Reopening Success Depends On Staff Training

Restaurants are readying their reopening plans against a backdrop of constant anxiety. Are restrictions easing too soon or too late? Will consumers come out to eat in enough numbers to generate profits? When they do, will they follow safety guidelines? Michael Maxwell, a consultant at Blue Orbit, a restaurant consulting firm based in Atlanta, says getting it right may be easier than many expect. He tells QSR Land what matters most.

QSR Land: As more states ease restrictions and restaurants can consider reopening, there are plenty of differing opinions about who’ll show up. Polls have found some customers say they’ll wait as long as a year before venturing back inside. What can QSR chains do to win them back?

Michael Maxwell: Everyone should approach reopening as if they're launching a brand new business. Everything is different, and it’s all about creating a feeling of safety. Even stepping back from questions about masks and how close people are, restaurants that seem comfortable and organized are going to put people at ease. That means having systems in place, putting guests at ease immediately -- because they feel like you've got their safety under control.

QSR Land: People are also afraid of other people -- that other diners will get too close, or not wear masks. How ready are restaurants for that?

Maxwell: Again, that’s about properly training staff. Just as you coach people to sell the special of the day, you have to have them role-play. How will they talk to someone about standing in line? About how to order a drink at the bar? About waiting in their car? No one can reopen with the same staff that they had and expect things to go smoothly.

They need to spend two to three days training that staff on how to control the crowd. [Staffers] need to know what to say, how to interact and how to be gracious. Crowds get out of control when they're left to their own devices. So it needs to be clear upfront.

QSR Land: What’s surprised you about restaurants these days?

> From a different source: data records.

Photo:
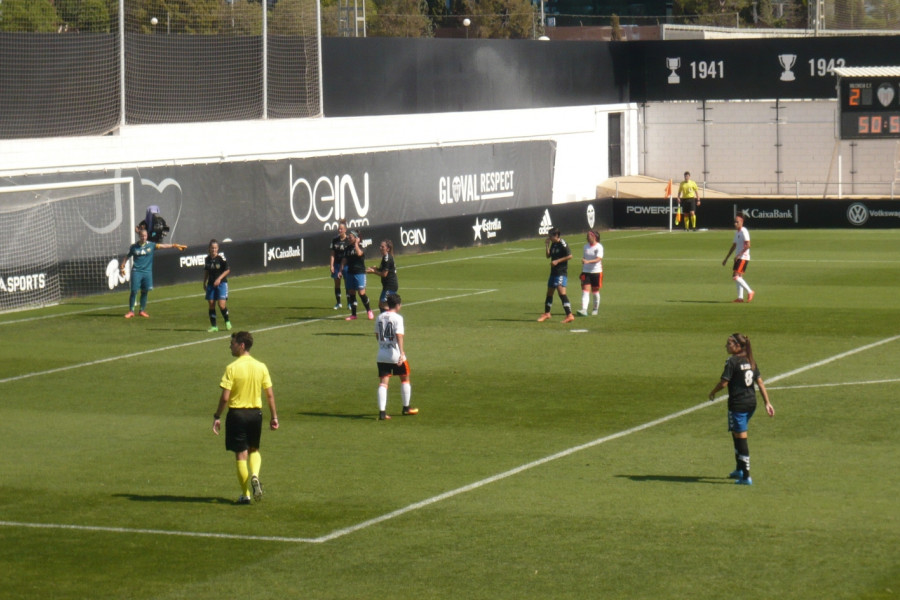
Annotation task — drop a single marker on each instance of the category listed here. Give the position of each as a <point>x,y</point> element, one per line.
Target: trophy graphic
<point>673,64</point>
<point>885,94</point>
<point>787,61</point>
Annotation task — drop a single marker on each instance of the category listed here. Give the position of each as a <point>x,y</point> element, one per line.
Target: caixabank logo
<point>282,252</point>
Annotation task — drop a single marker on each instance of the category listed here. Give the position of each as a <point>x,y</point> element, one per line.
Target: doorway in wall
<point>614,129</point>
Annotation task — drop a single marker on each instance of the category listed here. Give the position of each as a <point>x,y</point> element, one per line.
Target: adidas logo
<point>546,223</point>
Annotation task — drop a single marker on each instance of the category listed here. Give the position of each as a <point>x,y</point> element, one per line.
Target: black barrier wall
<point>390,76</point>
<point>765,213</point>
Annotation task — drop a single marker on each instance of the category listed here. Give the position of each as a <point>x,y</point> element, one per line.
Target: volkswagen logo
<point>857,214</point>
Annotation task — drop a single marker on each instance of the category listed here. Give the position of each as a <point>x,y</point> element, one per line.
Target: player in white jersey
<point>741,258</point>
<point>591,273</point>
<point>391,358</point>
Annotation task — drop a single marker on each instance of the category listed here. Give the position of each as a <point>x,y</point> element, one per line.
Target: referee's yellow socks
<point>255,460</point>
<point>243,477</point>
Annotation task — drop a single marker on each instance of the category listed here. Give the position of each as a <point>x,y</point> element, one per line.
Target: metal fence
<point>145,64</point>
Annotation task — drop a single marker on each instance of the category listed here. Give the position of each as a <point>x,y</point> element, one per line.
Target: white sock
<point>405,392</point>
<point>382,397</point>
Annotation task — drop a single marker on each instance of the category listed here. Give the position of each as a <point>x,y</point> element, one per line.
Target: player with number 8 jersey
<point>391,359</point>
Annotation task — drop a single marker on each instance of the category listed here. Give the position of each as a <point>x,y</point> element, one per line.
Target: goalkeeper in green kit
<point>142,252</point>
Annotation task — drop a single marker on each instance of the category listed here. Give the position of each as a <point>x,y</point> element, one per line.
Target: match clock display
<point>870,108</point>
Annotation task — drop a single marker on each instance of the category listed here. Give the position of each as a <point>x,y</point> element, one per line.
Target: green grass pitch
<point>545,462</point>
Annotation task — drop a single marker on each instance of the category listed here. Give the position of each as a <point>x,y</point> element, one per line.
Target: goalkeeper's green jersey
<point>143,256</point>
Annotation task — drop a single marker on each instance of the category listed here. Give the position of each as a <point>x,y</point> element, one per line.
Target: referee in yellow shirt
<point>688,196</point>
<point>242,385</point>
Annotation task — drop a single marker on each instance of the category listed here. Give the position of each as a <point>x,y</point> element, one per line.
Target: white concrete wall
<point>579,132</point>
<point>742,148</point>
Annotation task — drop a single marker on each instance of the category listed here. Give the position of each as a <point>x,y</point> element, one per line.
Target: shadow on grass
<point>169,498</point>
<point>337,416</point>
<point>678,478</point>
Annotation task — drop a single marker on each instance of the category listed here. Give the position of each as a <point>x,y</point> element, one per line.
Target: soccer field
<point>549,460</point>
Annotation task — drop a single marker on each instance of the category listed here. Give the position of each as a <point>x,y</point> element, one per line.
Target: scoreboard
<point>869,99</point>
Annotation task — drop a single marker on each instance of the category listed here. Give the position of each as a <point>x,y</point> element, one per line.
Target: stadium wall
<point>763,147</point>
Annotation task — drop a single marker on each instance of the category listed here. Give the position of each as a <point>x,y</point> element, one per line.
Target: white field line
<point>458,491</point>
<point>101,361</point>
<point>818,385</point>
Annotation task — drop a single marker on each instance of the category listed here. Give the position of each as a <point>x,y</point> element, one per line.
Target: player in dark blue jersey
<point>355,264</point>
<point>338,247</point>
<point>387,270</point>
<point>215,285</point>
<point>559,254</point>
<point>740,375</point>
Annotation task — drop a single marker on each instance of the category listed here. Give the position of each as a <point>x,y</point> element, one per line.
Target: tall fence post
<point>121,63</point>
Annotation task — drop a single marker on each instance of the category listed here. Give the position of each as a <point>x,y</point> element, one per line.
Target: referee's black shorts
<point>243,429</point>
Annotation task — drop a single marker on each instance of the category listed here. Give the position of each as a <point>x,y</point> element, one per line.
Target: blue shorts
<point>142,281</point>
<point>556,281</point>
<point>738,422</point>
<point>217,292</point>
<point>356,281</point>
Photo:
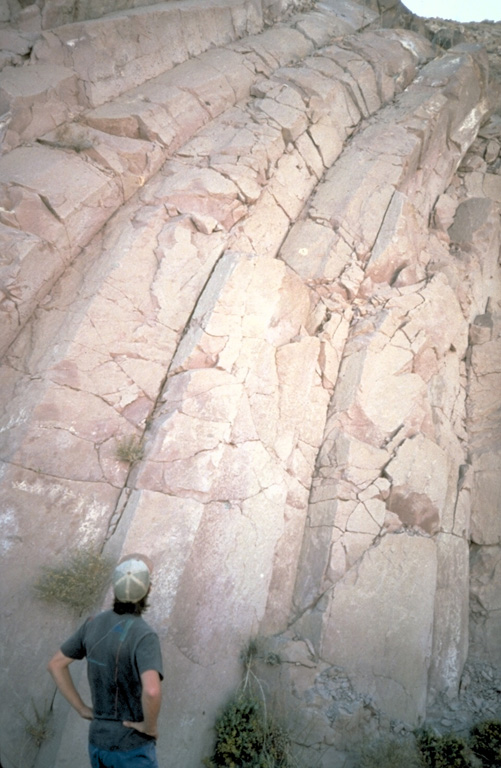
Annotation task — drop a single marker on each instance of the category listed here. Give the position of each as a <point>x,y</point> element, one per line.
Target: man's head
<point>132,579</point>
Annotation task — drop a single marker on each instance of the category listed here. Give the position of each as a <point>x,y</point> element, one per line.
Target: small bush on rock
<point>485,742</point>
<point>76,583</point>
<point>446,751</point>
<point>247,738</point>
<point>246,735</point>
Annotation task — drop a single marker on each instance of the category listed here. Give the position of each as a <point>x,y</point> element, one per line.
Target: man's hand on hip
<point>141,727</point>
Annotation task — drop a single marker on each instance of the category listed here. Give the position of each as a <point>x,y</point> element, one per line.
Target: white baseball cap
<point>131,580</point>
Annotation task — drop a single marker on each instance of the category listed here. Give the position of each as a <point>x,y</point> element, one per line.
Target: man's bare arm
<point>58,668</point>
<point>151,700</point>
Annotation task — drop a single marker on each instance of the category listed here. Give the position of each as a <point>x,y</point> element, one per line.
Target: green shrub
<point>446,751</point>
<point>485,741</point>
<point>391,752</point>
<point>77,583</point>
<point>247,738</point>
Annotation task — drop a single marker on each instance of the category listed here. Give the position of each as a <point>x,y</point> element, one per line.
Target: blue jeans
<point>143,757</point>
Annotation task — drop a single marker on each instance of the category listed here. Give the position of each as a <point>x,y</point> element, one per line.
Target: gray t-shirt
<point>118,648</point>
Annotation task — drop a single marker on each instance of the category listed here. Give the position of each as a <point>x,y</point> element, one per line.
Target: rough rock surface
<point>271,257</point>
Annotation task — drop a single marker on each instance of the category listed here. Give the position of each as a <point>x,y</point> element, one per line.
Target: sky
<point>459,10</point>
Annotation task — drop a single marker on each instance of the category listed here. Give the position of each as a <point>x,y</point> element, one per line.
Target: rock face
<point>268,253</point>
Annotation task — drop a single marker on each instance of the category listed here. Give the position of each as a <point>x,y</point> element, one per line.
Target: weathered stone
<point>39,98</point>
<point>28,268</point>
<point>451,616</point>
<point>148,41</point>
<point>392,606</point>
<point>399,243</point>
<point>39,195</point>
<point>420,474</point>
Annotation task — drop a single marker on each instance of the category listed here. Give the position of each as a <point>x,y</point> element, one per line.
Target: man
<point>124,667</point>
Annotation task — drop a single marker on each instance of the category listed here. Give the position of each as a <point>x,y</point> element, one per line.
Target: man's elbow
<point>152,687</point>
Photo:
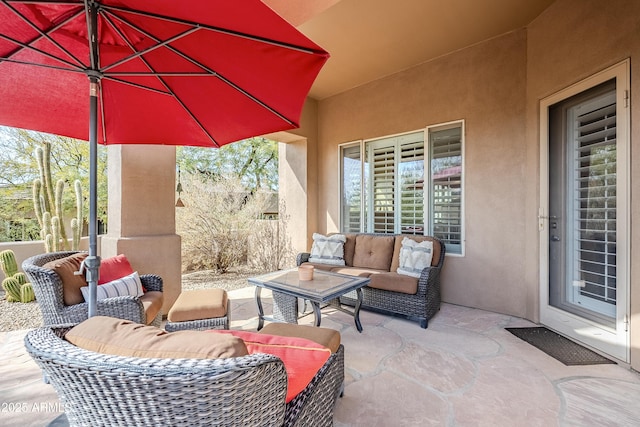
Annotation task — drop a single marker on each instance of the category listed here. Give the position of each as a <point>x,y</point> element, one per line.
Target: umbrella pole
<point>92,262</point>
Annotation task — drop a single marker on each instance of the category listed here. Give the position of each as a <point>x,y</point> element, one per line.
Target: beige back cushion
<point>152,302</point>
<point>349,249</point>
<point>71,284</point>
<point>373,251</point>
<point>108,335</point>
<point>398,246</point>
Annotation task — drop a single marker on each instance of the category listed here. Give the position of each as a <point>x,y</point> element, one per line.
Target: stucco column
<point>294,190</point>
<point>141,216</point>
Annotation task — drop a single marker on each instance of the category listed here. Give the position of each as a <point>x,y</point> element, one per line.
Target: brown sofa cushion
<point>152,302</point>
<point>398,245</point>
<point>119,337</point>
<point>199,304</point>
<point>394,282</point>
<point>71,284</point>
<point>373,252</point>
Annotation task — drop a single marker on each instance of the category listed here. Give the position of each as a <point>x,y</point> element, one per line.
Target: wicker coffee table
<point>326,288</point>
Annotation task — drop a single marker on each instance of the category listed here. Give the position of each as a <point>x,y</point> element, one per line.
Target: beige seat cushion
<point>394,282</point>
<point>199,304</point>
<point>71,284</point>
<point>324,336</point>
<point>373,252</point>
<point>119,337</point>
<point>398,245</point>
<point>152,302</point>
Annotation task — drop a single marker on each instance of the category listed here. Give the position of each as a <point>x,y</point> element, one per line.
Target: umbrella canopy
<point>190,72</point>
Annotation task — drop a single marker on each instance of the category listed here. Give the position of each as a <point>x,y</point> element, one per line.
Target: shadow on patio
<point>465,369</point>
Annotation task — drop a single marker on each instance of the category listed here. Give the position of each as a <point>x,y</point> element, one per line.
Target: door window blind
<point>446,187</point>
<point>594,204</point>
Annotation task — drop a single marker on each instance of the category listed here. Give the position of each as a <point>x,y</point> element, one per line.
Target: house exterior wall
<point>496,87</point>
<point>484,85</point>
<point>572,40</point>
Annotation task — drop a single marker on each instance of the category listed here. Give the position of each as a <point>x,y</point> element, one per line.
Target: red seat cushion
<point>302,358</point>
<point>114,268</point>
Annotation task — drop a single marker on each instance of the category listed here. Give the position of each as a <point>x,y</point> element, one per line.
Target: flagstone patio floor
<point>464,370</point>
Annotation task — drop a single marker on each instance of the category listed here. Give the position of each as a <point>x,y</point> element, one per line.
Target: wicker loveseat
<point>376,256</point>
<point>107,390</point>
<point>48,288</point>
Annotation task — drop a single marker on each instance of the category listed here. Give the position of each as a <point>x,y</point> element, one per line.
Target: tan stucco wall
<point>484,85</point>
<point>496,87</point>
<point>297,173</point>
<point>570,41</point>
<point>142,213</point>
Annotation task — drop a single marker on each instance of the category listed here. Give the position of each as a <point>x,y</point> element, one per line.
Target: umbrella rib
<point>215,29</point>
<point>137,85</point>
<point>43,34</point>
<point>207,69</point>
<point>147,50</point>
<point>35,64</point>
<point>164,83</point>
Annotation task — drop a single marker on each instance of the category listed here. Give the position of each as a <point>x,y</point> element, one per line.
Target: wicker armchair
<point>47,286</point>
<point>105,390</point>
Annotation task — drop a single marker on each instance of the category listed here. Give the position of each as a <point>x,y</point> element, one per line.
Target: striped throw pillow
<point>414,257</point>
<point>328,249</point>
<point>128,285</point>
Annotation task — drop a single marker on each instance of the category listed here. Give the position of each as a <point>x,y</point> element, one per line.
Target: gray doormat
<point>559,347</point>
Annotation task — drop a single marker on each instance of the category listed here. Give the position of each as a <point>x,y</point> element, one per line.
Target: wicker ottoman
<point>199,309</point>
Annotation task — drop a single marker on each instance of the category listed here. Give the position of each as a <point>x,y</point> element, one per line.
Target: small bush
<point>216,222</point>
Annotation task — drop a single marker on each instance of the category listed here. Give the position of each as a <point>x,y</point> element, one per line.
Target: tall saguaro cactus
<point>48,206</point>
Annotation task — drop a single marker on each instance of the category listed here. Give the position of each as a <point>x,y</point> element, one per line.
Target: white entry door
<point>584,212</point>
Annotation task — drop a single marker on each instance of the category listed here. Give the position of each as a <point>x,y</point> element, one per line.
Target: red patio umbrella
<point>190,72</point>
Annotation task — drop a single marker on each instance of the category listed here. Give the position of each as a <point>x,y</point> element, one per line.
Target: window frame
<point>428,179</point>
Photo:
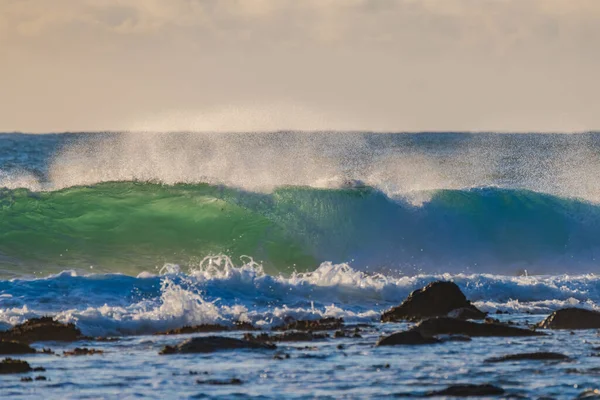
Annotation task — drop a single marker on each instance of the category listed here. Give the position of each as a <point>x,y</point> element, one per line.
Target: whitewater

Maxwell: Their creativity. As they try and figure out how to generate enough sales with far fewer seats, restaurants are trying many things as they think of ways to succeed. There’s no one-size-fits-all.

They’re expanding hours, offering special services for older customers. And they’re optimistic. Summer is typically a slow time because people go away. But this year, no one’s going on vacation. So even with limited seating, they’re hopeful they’ll have a wider audience.

QSR Land: How are restaurants calculating math differently? Initially, it seems like many said, “Any revenue is better than no revenue,” and rushed into takeout and delivery. How long can they go without having hard conversations about their break-even point? 

Maxwell: Yes, those calculations are all changing. People haven't been making money, so everyone is going to be price-conscious. And yet there are big disruptions in the supply chain, with the price of beef and pork going up like crazy. That’s all working against restaurants.

My advice is to act as if you are opening a brand-new restaurant or chain. Reevaluate everything -- every single line item on your P&L -- and rearrange your finances to match. 

QSR Land: Is there a risk in making too many changes?

Maxwell: One of the most difficult things is remaining true to your brand and creating a menu that's economical. You have to be able to make money, and do it with fewer people. But you still have to be you.

QSR Land: Finally, one of the most touching aspects of this pandemic has been the public outpouring of love for restaurants. People have been so touched by the struggle of laid-off workers, and the way restaurants have gone about and beyond to serve people. Do you expect that to continue?

Maxwell: Yes. People are looking for more opportunities to help each other out now. Restaurants will take even more of a major role.

I live in Kansas City, and I’ve been so impressed with how many people are supporting restaurant efforts like Takeout Tuesday. And they’re supporting laid-off restaurant workers, fulfilling their wish lists on Amazon. They understand restaurants are in the center of the community. They support your kid’s softball team, for example.

That will intensify. We might actually become a little bit closer, a little bit of a smaller world, as a result of all this.